W3C home > Mailing lists > Public > public-linked-json@w3.org > July 2013

RE: JSON-LD Telecon Minutes for 2013-07-02

From: Markus Lanthaler <markus.lanthaler@gmx.net>
Date: Wed, 3 Jul 2013 11:19:16 +0200
To: "'Linked JSON'" <public-linked-json@w3.org>, "'RDF WG'" <public-rdf-wg@w3.org>
Cc: "'Robert Sanderson'" <azaroth42@gmail.com>
Message-ID: <00fd01ce77ce$65ea8640$31bf92c0$@lanthaler@gmx.net>
CC'ing Robert Sanderson from the Open Annotation CG who brough this up.

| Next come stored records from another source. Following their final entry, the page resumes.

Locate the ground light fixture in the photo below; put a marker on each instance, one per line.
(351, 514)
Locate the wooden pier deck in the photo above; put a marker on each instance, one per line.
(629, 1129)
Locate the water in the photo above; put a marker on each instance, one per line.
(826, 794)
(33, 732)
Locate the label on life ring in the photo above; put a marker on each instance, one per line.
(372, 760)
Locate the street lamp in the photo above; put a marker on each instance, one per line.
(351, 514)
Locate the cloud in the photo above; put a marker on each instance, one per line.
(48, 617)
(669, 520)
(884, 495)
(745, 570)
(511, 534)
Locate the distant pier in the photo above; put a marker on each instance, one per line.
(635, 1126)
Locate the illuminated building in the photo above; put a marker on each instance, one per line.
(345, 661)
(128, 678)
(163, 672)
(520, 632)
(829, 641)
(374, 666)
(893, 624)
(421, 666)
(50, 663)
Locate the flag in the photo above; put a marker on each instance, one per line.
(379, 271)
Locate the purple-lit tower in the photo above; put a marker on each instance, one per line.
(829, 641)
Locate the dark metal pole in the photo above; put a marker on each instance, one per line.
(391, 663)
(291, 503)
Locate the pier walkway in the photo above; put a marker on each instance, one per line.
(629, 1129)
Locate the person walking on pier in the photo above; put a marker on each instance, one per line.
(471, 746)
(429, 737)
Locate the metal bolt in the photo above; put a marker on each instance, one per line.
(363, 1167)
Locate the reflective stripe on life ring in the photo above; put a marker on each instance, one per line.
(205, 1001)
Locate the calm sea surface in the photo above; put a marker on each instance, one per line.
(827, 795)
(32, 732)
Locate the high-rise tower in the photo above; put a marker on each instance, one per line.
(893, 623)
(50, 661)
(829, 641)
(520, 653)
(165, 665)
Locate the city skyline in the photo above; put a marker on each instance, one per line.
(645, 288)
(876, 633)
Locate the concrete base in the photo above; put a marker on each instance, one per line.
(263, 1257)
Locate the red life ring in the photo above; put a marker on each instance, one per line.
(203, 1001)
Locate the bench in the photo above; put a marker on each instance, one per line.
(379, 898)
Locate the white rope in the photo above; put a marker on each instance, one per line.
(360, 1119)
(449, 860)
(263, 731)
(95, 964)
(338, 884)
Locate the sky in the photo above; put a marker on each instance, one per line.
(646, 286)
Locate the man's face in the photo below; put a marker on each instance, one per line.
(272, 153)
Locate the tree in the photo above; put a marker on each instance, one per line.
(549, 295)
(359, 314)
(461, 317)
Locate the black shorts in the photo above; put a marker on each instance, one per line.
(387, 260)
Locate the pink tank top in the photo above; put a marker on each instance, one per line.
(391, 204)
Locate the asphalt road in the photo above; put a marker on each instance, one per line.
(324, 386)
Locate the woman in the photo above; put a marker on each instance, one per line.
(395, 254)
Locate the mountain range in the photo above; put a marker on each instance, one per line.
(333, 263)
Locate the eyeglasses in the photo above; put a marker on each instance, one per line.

On Wednesday, July 03, 2013 8:30 AM, Pat Hayes wrote:
> >>> 1. Assigning Properties to Lists 2. GSoC update 3. JSON-LD / RDF
> >>> Alignment 4. Lists in the JSON and RDF data models 5. Default
> >>> interpretation of JSON arrays Resolutions: 1. Create an issue in
> >>> the RDF WG to formalize a way to express lists that need to be
> >>> identified with a URL and annotated using properties.
> >>
> >> If I understand this correctly, this can be done in RDF already. For
> >> example, the list [ x:a, x:b, 27 ] identified by the URI ex:thisList
> >> and possessing the property x:prop with value x:value is described by
> >> this RDF:
> >>
> >> ex:thisList rdf:type rdf:List . ex:thisList rdf:first x:a .
> >> ex:thisLIst rdf:rest _:1 . _:1 rdf:first x:b . _:1 rdf:rest _:2 . _:2
> >> rdf:first "27"^^xsd:number . _:2 rdf:rest rdf:nil . ex:thisLIst
> >> x:prop x:value .
> >
> > If I have understood the issue properly, the reason
> > for raising this issue in the RDF working group is that this is not
> > necessarily an advisable usage pattern for the RDF list vocabulary,
> because such a list cannot be serialized using Turtle's list syntax:
> (x:a x:b 27).
> 
> Yes, you are right, and I confess I had never noticed this limitation
> of Turtle previously. OK, let me change the RDF to the following,
> keeping the list bnodes but using owl:sameAs. (You can of course use
> some other property indicating equality if y'all prefer.):
> 
> ex:thisLIst rdf:type rdf:List .
> ex:thisLIst x:prop x:value .
> ex:thisList owl:sameAs _:3 .
> _:3 rdf:first x:a .
> _:3 rdf:rest _:1 .
> _:1 rdf:rest _:2 .
> _:2 rdf:first "27"^^xsd:number .
> _:2 rdf:rest rdf:nil .
> 
> Or, in Turtle:
> 
> ex:thisList rdf:type rdf:List ;
>       x:prop x:value ;
>       owl:sameAs (x:a , x:b, 27 ) .
> 
> and you could probably omit the first triple, or even introduce your
> own category of JSON-lists and say it is one of those, instead, if that
> would help with triggering appropriate translations into other formats
> (or to distinguish these from eg RDF lists used to encode OWL syntax.)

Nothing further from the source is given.